The High Price of Unmentionables
Just about the time I thought I had learned to pay two-fifty for a twelve-ounce draft beer or a buck-twenty for a pound of apples without flinching, we went underwear shopping. Nothing special, mind you -- just looking for some cheap cotton boxer shorts.
The first pair I looked at were DM 9.95, or about $6.00. This struck me as a bit steep for something that was probably made with cheap Asian labor for 50 cents, so I put them back on the shelf. Besides, they were made out of some funny stretch material and had a weird cod-piece apparatus in the front that looked likely to make me bulge a bit more than I really wanted to.
The next pair was made of the same funny stretch material and I wondered if the expression "Hang loose" meant anything to the Germans. I checked the price. DM 24.95. $15.00. Now that was really pushing the bounds of credibility. You can't even buy designer underwear in the states for fifteen bucks and it wasn't like this pair said Calvin Klein or Yves St. Laurent or something else to impress the ladies.

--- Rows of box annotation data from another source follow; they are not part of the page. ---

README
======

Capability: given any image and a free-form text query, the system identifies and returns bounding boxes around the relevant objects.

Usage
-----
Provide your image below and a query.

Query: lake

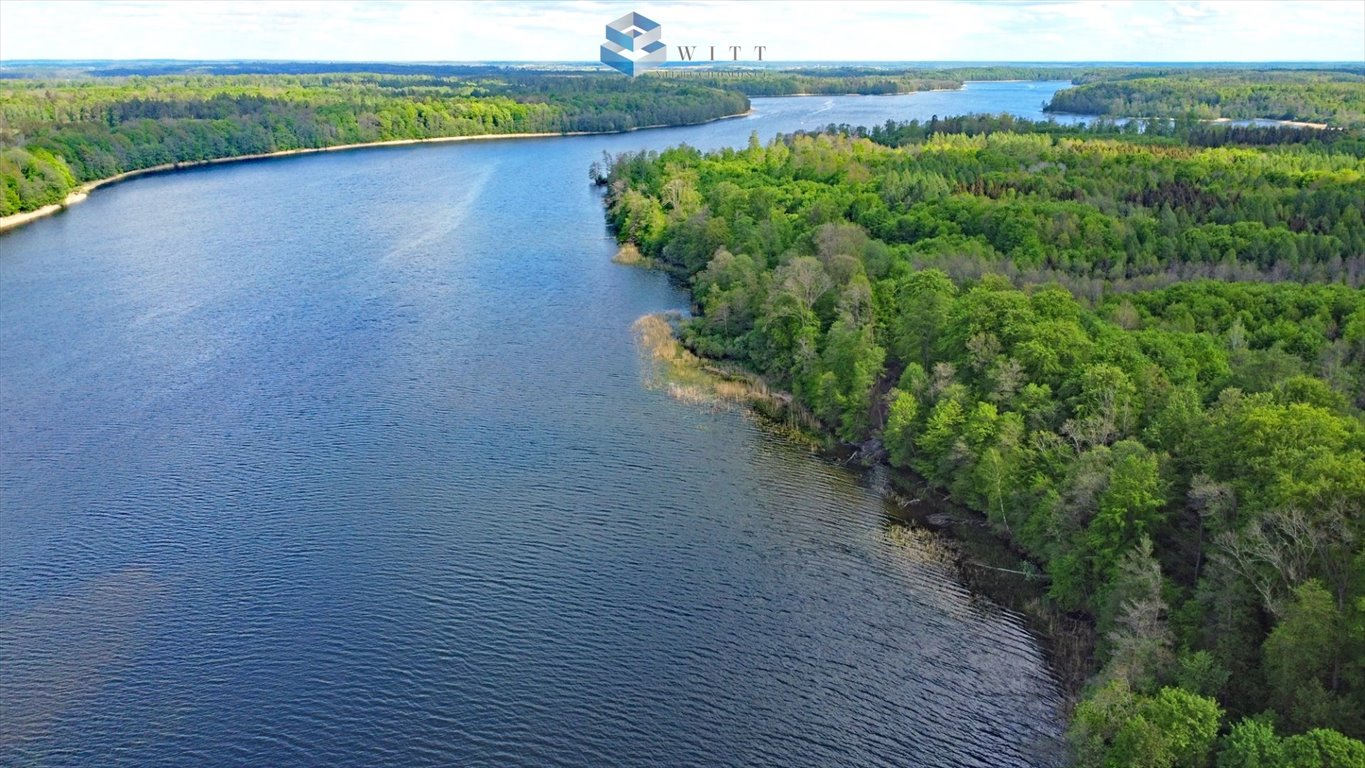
[0,83,1081,767]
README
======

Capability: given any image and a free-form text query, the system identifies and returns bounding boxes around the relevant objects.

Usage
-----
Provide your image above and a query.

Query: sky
[0,0,1365,63]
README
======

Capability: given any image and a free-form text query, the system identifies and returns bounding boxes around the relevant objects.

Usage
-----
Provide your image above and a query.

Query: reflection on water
[0,569,164,756]
[0,83,1061,767]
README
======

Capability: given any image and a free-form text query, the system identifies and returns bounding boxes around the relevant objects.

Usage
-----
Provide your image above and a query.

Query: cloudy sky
[0,0,1365,63]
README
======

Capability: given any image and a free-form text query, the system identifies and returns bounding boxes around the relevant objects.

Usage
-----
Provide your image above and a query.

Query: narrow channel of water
[0,83,1086,767]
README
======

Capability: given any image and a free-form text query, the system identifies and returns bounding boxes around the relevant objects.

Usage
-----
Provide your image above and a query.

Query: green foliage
[1069,679,1223,768]
[0,72,748,212]
[1048,70,1365,127]
[607,119,1365,765]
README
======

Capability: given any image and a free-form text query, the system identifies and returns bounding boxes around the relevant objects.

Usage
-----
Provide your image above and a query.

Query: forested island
[606,117,1365,768]
[1048,67,1365,127]
[0,61,1365,216]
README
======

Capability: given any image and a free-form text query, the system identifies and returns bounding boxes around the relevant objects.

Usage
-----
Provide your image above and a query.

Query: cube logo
[602,11,667,78]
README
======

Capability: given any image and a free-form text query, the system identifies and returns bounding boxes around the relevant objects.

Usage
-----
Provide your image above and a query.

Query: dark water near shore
[0,83,1062,767]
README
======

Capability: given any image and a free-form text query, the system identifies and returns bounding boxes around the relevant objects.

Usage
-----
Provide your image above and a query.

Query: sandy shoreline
[0,109,753,232]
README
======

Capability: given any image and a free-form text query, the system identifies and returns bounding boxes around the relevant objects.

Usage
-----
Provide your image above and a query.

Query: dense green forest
[1048,70,1365,127]
[0,74,748,216]
[595,117,1365,768]
[0,63,1365,218]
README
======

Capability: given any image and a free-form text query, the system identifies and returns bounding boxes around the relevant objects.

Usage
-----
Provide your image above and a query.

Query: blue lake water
[0,83,1081,767]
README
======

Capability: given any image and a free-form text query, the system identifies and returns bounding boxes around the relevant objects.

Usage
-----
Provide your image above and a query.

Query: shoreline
[1043,109,1331,131]
[633,308,1095,708]
[0,106,753,232]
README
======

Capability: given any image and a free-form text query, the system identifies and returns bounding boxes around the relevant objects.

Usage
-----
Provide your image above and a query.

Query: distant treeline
[1048,68,1365,127]
[599,117,1365,768]
[0,74,748,216]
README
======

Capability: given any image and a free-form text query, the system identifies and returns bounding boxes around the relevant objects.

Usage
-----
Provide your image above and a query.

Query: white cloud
[0,0,1365,63]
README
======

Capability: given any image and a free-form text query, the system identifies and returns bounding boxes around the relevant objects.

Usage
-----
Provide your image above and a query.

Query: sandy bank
[0,109,753,232]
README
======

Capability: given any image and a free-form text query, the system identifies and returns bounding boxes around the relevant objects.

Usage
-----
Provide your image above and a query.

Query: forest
[0,74,749,216]
[606,117,1365,768]
[1048,67,1365,128]
[0,61,1365,218]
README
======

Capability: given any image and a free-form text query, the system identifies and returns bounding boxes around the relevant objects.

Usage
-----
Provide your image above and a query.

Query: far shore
[0,108,753,232]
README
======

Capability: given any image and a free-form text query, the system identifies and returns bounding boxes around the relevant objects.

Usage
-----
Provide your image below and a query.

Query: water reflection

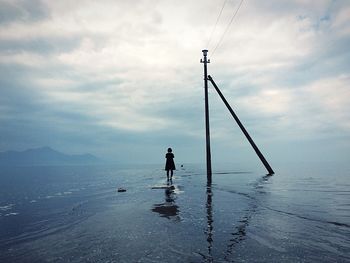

It was time to leave the shelves and try the racks, nicely arrayed across the back wall and displaying the Jockey label, so you knew they were designed and made in the good ol' US of A, not like those suspect stretchy cod-piece doohickies which probably came from failed Ukranian wheat farmers trying to make a ruble off the chaff of last year's harvest.
At last, a pair of normal boxer shorts. Thin cotton material like the summer pajamas you had as a kid, but with a tasteful, adult pattern instead of little airplanes and polar bears.
I looked at the price. DM 59.95. I looked again. DM 59.95! Thirty six dollars for a pair of underwear? THIRTY SIX DOLLARS! In some parts of the States you can buy a used CAR for thirty six dollars.
The 9.95 pair with the funny stretch material and the codpiece was starting to look good and I wandered back to the shelves. As I approached, my eye caught the prices on some of the other boxes. 59.95. What was this, some kind of hippie-inspired conspiracy to force everyone but rich men in up-tight navy blue suits to hang totally free?
I edged back toward the 9.95 pair, in spite of the (now rather attractive) stretch material and funny bulging bits, hoping nobody had cadged them during my brief (pun intended) excursion to the high-rent districts of Underwearland.
There they were. The Box. The Underwear. My salvation. But what's this? On the label? In front of the first nine in the ever-hopeful 9.95? Is it? Could it be? A five? Barely visible and just overlapping the bar code? Noooooooooooo.
We retreated, careful not to bump anything (you break it, you buy it), and looked into the sea of dour German faces as we exited the store with new understanding. Heck, I'd look that way too if my only choices were spending thirty-six bucks for a pair of underwear or constantly catching myself in my zipper.